Lastly, after the regressed components are assembled, a “constant” team adjustment is added. This way, when individual players’ estimated contributions are combined, the sum is equal to the team’s adjusted rating for the season.
Evaluating the Model
Ideally, the model would be evaluated by determining how well it predicts future team performance (win percentage, margin of victory, net rating, etc.). Unfortunately, even under the best circumstances in the NBA, this test has its shortcomings, since there are only 30 teams in the first place, and player movement (the entry of rookies, the departure of retired players, etc.) introduces quite a bit of noise. Such issues are exacerbated in the WNBA, especially with just eight seasons available out of sample.

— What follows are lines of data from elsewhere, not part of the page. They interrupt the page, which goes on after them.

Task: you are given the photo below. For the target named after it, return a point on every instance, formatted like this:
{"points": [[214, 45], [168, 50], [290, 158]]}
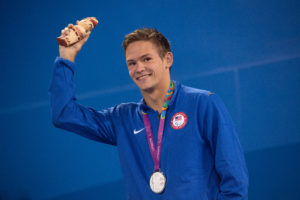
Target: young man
{"points": [[177, 143]]}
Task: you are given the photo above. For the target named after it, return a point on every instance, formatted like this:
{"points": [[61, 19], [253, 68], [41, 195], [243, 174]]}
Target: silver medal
{"points": [[157, 182]]}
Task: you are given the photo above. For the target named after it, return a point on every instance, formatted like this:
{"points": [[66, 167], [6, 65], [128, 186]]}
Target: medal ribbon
{"points": [[155, 151]]}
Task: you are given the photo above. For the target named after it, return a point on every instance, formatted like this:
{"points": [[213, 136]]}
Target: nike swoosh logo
{"points": [[136, 132]]}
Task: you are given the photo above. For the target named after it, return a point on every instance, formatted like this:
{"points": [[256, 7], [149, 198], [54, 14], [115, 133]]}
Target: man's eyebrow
{"points": [[143, 56]]}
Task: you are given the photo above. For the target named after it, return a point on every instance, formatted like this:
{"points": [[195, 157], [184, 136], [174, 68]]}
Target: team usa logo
{"points": [[179, 120]]}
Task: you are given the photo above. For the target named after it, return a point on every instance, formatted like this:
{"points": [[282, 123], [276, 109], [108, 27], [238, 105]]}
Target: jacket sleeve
{"points": [[229, 158], [70, 115]]}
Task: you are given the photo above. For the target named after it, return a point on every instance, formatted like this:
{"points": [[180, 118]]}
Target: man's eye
{"points": [[131, 64], [147, 59]]}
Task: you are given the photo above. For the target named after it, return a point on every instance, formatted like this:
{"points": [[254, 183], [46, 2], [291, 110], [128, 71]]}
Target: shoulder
{"points": [[192, 93], [200, 96]]}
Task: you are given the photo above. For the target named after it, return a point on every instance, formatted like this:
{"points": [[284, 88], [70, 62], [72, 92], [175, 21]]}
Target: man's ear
{"points": [[168, 60]]}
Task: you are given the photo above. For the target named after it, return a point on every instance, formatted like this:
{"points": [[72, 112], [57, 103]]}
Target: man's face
{"points": [[146, 68]]}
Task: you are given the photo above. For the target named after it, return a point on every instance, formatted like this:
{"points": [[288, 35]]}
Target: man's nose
{"points": [[140, 67]]}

As an alternative, we can assess how well the model correlates with luck-adjusted, single-season RAPM the following year. To be sure, RAPM itself has its own problems, but it at least has certain properties that make it useful for our purposes.

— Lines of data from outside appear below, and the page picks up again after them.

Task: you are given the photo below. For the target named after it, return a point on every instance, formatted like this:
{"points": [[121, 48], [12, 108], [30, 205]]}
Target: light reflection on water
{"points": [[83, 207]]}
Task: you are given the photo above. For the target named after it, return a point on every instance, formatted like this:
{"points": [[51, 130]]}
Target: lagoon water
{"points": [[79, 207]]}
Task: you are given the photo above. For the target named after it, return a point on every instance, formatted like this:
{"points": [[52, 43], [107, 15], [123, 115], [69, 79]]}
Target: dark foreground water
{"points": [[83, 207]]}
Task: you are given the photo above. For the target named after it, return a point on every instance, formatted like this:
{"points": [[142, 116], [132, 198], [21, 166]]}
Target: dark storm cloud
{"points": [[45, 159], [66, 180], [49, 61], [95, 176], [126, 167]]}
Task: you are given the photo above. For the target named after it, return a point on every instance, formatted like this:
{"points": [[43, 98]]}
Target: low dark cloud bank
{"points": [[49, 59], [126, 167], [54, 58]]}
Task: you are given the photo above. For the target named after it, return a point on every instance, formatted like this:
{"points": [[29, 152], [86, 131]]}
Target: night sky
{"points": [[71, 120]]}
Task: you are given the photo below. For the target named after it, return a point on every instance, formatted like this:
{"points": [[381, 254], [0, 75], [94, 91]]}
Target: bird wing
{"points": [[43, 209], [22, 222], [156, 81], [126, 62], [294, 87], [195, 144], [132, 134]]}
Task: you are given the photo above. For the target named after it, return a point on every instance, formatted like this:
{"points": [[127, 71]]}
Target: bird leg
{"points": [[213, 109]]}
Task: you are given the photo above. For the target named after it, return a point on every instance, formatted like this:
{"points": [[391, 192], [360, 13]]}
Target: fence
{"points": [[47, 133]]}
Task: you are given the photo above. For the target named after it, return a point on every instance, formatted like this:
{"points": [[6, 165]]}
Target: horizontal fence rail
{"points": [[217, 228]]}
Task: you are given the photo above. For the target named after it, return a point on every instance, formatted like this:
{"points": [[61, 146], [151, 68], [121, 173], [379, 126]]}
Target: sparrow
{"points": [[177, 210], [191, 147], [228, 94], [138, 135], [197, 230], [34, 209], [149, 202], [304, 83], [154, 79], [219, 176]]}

The table below summarizes the average R-squared between the model, which I simply call “Estimated Contribution” (EC), and future RAPM. The analysis covers the 1997-2002 and 2018-2019 WNBA seasons. For comparison, I also include results for a standard benchmark (which distributes team ratings equally among all players on the roster), luck-adjusted RAPM, and PIPM.
Though I would hardly view it as definitive, EC outperforms the standard benchmark and luck-adjusted RAPM. It edges PIPM overall and on offense, while trailing on defense. At a minimum, it appears competitive with one of the notable public metrics.
In closing, it’s worth examining the best single-season performances according to EC. While I generally discourage the use of all-in-one metrics for player rankings, I believe it’s important to analyze patterns and see whether they make sense.
Maya Moore and Cynthia Cooper occupy half of the top 20 overall performances, reflecting dominant multi-season runs that other analyses have also found to be noteworthy. Six Most Valuable Player campaigns are represented, and two other MVP recipients make appearances.
In addition to Moore and Cooper, Diana Taurasi has four seasons on the top 20 offensive performances. Her box score contributions have consistently been stellar throughout her career: efficient shooting on high usage; impressive volume of both 3-pointers and free throws; and strong assist rates with an incredible ability to create her own shots.
The top 20 defensive performances include eight Defensive Player of the Year campaigns. Of the seven players who have won this award multiple times, five are on the list.
To go beyond the top 20, you can visit the WNBA Dashboard, where the entire table is posted. Altogether, despite some clear areas for future improvement, EC appears to yield intuitive results in addition to performing reasonably well and leveraging recent NBA literature. But, above all, it adds to the growing WNBA conversation at a critical juncture in its history.